If we start measuring our life & success only through appraisal percentage & job jumps then soon we will not need any food to survive, only an adapter connected to a plug point would satisfy our hunger. A great man once said “Travel is about the gorgeous feeling of teetering in the unknown” & whosoever he was, was bang on right. Withstanding the work pressure of the first quarter of the year & witnessing a non amusing Union Budget, on a Lazy gloomy Sunday afternoon while witnessing the world cup match between Pakistan & Zimbabwe over a cup of coffee, an idea which lead to this epic ride to the hills of Karnataka which provides the country with the best coffee we all always cherish. Believe it or not but sometimes itinerary & agenda, these two words should be dumped in the office bin. Just three of us, with different makes of motorcycles were all set within three days to roll out & witness the highways, hills & coastlines the country has to offer.  

Lately I have tried my level best to avoid being late, but then I always turn out to be a committed lover to my king size bed & then that alarm clock, who always ditch me on important days like this. After few phone calls & sweet (really) messages from both Salil & Kunal, we finally took off for our first leg of the journey but not before waiving adieu to the city with a special cup of coffee near IIT Mumbai.

Chikmagalur3

The old Pune-Mumbai highway welcomed us with nice chilly foggy sunrise & our first break saw us struggling to find a good place for the breakfast, this is after we have already crossed the Pune City. By this time we had already covered a good distance of 180 kilometres & successfully avoided the office going traffic of Pune.
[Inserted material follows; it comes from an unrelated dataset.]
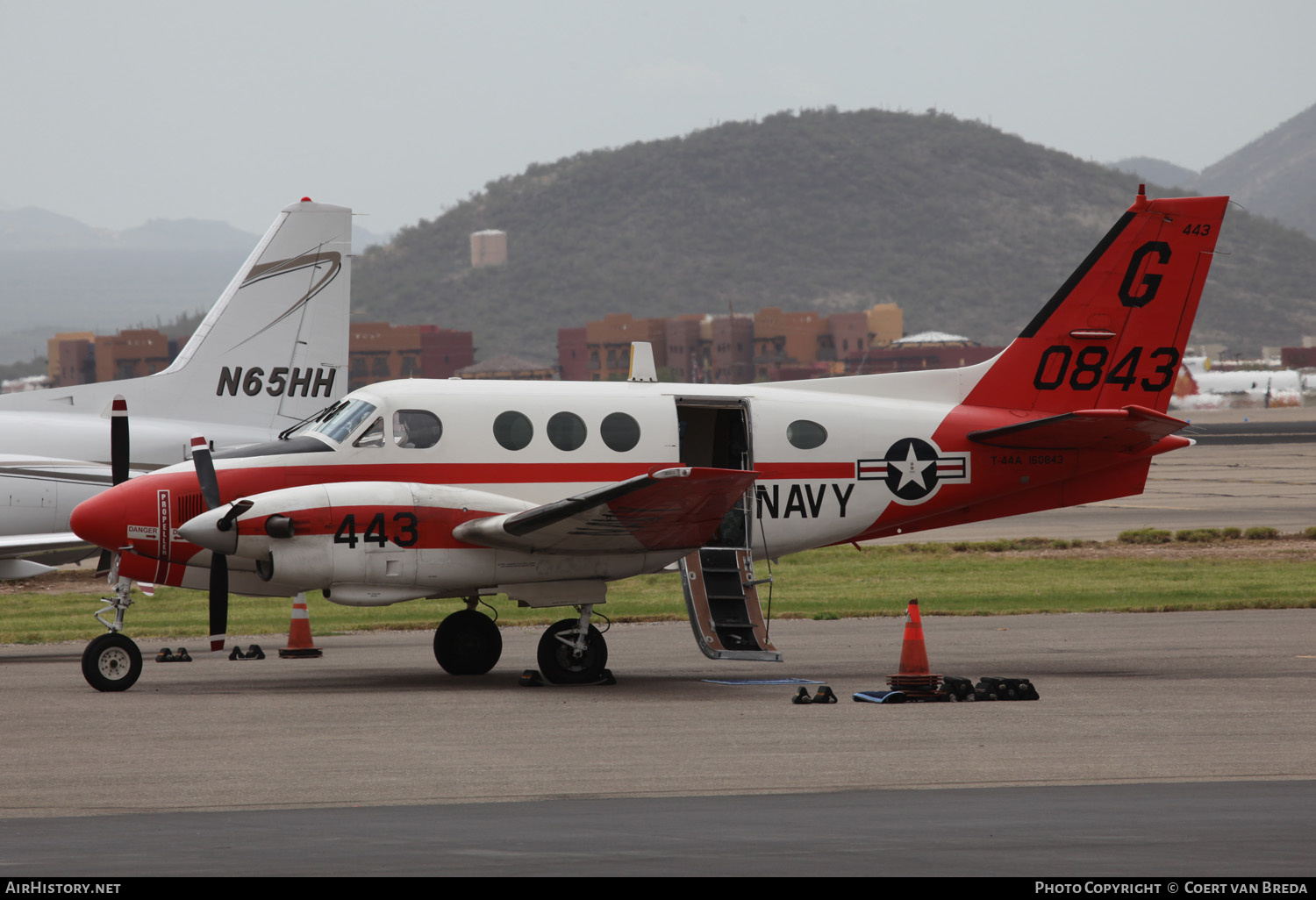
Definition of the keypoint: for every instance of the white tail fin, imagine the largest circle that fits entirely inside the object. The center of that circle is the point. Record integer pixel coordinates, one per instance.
(271, 352)
(275, 345)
By the time I was done with the breakfast, I was looking forward for the delectable food in Kolhapur for the lunch but then I had no clue what was there in the breakfast, we managed to reach Kolhapur just within two & half hours, too soon for lunch. A Malvani Thali with Kokum Sharbat for lunch at Nepani followed by a 15 minutes power nap to avoid the sun, we were just 170 kilometres short to Hubli, our first overnight halt. On our way to Hubli during a photography halt we decided to halt at Dhadwad, 25 kilometres away from Hubli in order to find a budget hotel for the night stay. Finally at 6 pm, we parked our bikes in the basement of Ankita Residency Hotel & we were already informed that dinner can be ordered through room service, we barely left our beds that evening.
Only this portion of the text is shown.